The main adversity that the Alianza faces, however, is the extremely low vote intention that it obtains in pre-election polls. Part of the reason is the dramatic process that the coalition undertook to nominate its candidate. In November 2012, former cabinet minister Laurence Golborne was nominated as the coalition hopeful. Yet, six months into his campaign, party members decided to discard his candidacy. In June 2013, his successor, Pablo Longueira, won the coalition’s primary election against Andrés Allamand, but resigned two weeks in. In July 2013, the third and final nomination went to Evelyn Matthei.
When compared to the Concertación candidate, ex-president Michelle Bachelet, Matthei is hardly competitive. In the most recent poll released to the media conducted by the prestigious think tank CEP, Bachelet topples Matthei by 44 percent to 12 percent. Bachelet’s lead is said to be a result of the high approval ratings that she obtained towards the end of her administration. But it is clearly a factor of the low approval ratings for Piñera and the dramatic nomination process his coalition went through to nominate its candidate. Figure 2 shows Bachelet’s margin of favoritism in all of the polls conducted since 2011.

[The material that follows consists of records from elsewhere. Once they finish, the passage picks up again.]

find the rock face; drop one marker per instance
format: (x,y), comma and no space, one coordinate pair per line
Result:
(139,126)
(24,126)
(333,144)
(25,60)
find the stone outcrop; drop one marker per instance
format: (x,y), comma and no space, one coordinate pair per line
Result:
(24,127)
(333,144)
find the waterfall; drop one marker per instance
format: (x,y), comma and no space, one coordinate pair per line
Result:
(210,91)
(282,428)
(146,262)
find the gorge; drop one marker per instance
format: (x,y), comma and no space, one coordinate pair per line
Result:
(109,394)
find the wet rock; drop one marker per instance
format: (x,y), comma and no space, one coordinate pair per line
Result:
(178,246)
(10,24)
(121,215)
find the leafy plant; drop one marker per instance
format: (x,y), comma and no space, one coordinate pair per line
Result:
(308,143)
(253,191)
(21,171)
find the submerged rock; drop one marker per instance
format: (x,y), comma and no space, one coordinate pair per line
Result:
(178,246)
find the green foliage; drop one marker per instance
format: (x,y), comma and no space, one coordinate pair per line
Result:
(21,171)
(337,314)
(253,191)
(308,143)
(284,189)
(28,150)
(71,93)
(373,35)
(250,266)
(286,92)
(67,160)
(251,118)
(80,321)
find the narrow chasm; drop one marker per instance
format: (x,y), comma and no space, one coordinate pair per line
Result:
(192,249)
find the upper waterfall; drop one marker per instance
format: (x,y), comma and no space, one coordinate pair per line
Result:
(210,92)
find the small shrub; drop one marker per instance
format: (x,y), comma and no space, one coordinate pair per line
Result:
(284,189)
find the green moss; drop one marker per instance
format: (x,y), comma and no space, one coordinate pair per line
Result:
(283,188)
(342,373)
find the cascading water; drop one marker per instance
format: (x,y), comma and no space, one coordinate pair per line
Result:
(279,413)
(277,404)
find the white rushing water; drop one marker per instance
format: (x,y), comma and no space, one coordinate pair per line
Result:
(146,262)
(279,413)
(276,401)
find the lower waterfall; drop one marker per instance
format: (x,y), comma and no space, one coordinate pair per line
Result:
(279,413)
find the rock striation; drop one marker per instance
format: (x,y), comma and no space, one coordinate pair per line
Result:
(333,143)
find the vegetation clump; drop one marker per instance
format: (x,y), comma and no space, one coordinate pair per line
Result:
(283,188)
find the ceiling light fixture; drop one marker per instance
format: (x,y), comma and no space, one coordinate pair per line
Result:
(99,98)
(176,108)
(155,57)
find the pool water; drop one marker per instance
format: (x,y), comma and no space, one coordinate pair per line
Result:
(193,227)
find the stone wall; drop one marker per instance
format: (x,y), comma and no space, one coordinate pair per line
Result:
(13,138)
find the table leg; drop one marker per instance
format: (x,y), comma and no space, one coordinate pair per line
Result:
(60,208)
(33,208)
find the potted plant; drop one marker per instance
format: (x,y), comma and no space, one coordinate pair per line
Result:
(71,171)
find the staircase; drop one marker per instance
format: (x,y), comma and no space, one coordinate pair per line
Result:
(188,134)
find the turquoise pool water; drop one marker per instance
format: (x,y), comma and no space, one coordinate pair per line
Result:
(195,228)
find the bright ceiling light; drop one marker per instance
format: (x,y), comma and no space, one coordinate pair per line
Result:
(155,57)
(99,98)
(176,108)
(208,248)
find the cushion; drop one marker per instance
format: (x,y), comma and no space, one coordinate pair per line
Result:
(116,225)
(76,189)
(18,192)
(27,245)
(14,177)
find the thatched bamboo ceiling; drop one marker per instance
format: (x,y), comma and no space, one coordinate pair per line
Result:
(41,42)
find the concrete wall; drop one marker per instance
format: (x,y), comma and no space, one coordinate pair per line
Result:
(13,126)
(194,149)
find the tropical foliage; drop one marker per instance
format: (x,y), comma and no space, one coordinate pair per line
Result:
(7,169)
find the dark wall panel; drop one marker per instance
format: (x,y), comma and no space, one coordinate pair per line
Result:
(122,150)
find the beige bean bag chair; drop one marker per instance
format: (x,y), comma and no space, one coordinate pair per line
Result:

At this point, everything seems to indicate that Bachelet will be returned to the presidency. The large and consistent lead she has enjoyed in pre-election polls makes it reasonable to assume that if she does not win in the first round (in which an absolute majority of the vote is required), she will win in the runoff. It is precisely for that reason that the spotlight of the upcoming election will not be the result of the presidential election. In contrast to previous elections, the spotlight will be on the result of the concurrent legislative election, in which half of the senators (20) and all of the congressmen (120) are to be elected.
The legislative election is important for Bachelet’s presidential agenda. The highlight of her candidacy has been the promise to change the current Constitution (put in place by the military dictatorship, 1973-1990). To follow through, however, she must garner a legislative majority large enough to meet the extraordinarily high quorum required in Congress to pass that type of legislation. Bachelet needs at least two-thirds, three-fifths or four-sevenths (depending on the magnitude of the reform) of both the Senate and the Chamber of Deputies to conduct constitutional reform.
The problem is that while Bachelet’s legislative list may reach any of the given thresholds in the percentage of votes cast the in the election, the current electoral system does not translate voter preferences into an equal percentage of seats. The binomial electoral system (coined because of its two-seat across-the-board proportional representation arrangement for both Senate and lower chamber elections) only allows the most popular list in each district to take both seats available if it doubles the vote of the second most popular list. This has only happened five times in races for the Senate (of 132 possible) and 47 times in races for the lower chamber (of 360 possible).
For Bachelet to obtain a significant majority, her coalition needs to double the second most-voted list in four to seven senatorial districts and in nine to 20 lower chamber districts (depending on the quorum). Though the electoral force of the Alianza is at its lowest popularity levels since 1989 and Bachelet’s popularity is likely to generate a coattail effect and optimize the result of her legislative list, it is still an unlikely result. Even considering the new voluntary voting scheme (adopted in 2012), which works against unpopular incumbents, evidence stemming from previous elections indicates that the electoral system will work against overly large majorities.
The forthcoming presidential and legislative election will naturally frame the next government. But they will do more than just decide who will be the future president: The concurrent election will go a long way in forecasting the governability of the country during the next four-year term. If Bachelet is elected to the presidency with the legislative majority to undertake constitutional reform, voters will feel paid back insofar as changes are implemented. However, if Bachelet is elected without any of the aforementioned majorities, it is likely that she will face turmoil similar to the one Piñera has endured in the past three years.